Reynolds357 has it right. To address the factors he listed:
For large case volumes, use magnum primers. They make more gas than standard primers, and in a large case, even when the case is full, the amount of air space between the grains adds up to make that extra pressurizing gas desirable.
For small case volumes, use standard primers or, in the case of something extremely small with moderate pressure max, like a 22 Hornet, even a pistol primer may be superior. The reason is that extra pressure can unseat a bullet faster than the powder gets going, leading to erratic velocities and barrel times.
Load density. A medium power cartridge like the 30-06 will often do best with a standard primer if the load density is high but better with a magnum primer if the load density is low. The culprit is the same as above; the amount of empty space that has to be pressurized in the case. Low load density makes for a lot of empty space to pressurize and vice-versa.
Powder type. To control progressivity, spherical propellants have deterrent gradient-infused surfaces that make the outside of the grain burn very slowly and then speed up as the surface burns off so to keep making gas faster despite the loss of surface area. Igniting the high deterrent concentration at the surface is particularly hard with earlier deterrent formulations used by older spherical propellants like H335, BL-(C)2, 748, 2520, H380, and H414. Faster burning sphericals, like 231, don't have as high a deterrent concentration at the surface, to begin with, so ignition is less difficult.

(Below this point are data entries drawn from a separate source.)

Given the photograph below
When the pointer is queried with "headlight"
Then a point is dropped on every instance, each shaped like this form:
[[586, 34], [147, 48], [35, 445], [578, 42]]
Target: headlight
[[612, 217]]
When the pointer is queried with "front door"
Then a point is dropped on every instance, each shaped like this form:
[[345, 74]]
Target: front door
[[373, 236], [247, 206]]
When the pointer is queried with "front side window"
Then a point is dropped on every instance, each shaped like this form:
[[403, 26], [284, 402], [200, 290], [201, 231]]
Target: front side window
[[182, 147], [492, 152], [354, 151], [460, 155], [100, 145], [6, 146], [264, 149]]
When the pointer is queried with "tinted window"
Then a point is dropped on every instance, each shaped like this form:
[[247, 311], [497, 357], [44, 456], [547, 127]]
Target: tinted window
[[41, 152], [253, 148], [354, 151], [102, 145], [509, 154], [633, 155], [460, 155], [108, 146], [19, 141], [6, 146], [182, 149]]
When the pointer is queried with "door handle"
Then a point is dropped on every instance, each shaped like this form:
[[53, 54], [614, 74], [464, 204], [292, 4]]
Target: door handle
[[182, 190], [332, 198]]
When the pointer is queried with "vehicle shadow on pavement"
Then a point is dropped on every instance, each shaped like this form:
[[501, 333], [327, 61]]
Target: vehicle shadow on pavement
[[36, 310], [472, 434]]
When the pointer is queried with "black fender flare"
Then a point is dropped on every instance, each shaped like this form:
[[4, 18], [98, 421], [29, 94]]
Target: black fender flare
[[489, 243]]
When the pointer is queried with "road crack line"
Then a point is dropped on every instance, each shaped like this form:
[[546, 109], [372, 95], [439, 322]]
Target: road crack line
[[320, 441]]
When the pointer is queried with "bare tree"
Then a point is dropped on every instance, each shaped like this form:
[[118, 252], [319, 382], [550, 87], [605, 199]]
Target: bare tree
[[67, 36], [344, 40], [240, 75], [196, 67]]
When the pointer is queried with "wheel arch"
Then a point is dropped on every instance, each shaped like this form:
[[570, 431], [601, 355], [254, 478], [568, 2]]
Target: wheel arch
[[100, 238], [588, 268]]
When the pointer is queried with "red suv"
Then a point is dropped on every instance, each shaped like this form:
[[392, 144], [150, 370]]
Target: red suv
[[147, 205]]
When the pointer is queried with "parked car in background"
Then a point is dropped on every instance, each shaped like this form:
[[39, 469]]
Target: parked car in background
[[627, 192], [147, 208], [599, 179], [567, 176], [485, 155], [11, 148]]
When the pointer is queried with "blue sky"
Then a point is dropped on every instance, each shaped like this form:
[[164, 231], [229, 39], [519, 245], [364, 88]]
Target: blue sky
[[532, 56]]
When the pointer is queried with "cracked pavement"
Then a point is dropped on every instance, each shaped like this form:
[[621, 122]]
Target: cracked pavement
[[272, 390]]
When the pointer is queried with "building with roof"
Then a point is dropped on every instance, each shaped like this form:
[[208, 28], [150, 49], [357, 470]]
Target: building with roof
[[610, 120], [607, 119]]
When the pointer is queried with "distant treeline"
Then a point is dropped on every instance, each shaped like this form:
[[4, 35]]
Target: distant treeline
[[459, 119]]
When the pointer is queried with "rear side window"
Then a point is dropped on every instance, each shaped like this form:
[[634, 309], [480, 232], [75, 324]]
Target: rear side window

In 1989, CCI reformulated their magnum primers to throw hotter sparks and make more gas for higher start pressure to help get the difficult spherical powders lit more consistently. Since then, the metal additives that throw a hot spark shower seem to have been added to most domestic primers, both magnum, and standard.
The bottom line:
No matter whose primers you use, the only way to tell if you should be using the magnum or the standard version is to work up loads with both (assuming you can tell the difference) and then see which one produces a lower velocity standard deviation. That one is almost certainly lighting your powder more consistently. However, as always, it is how the load prints on paper that is the final decider.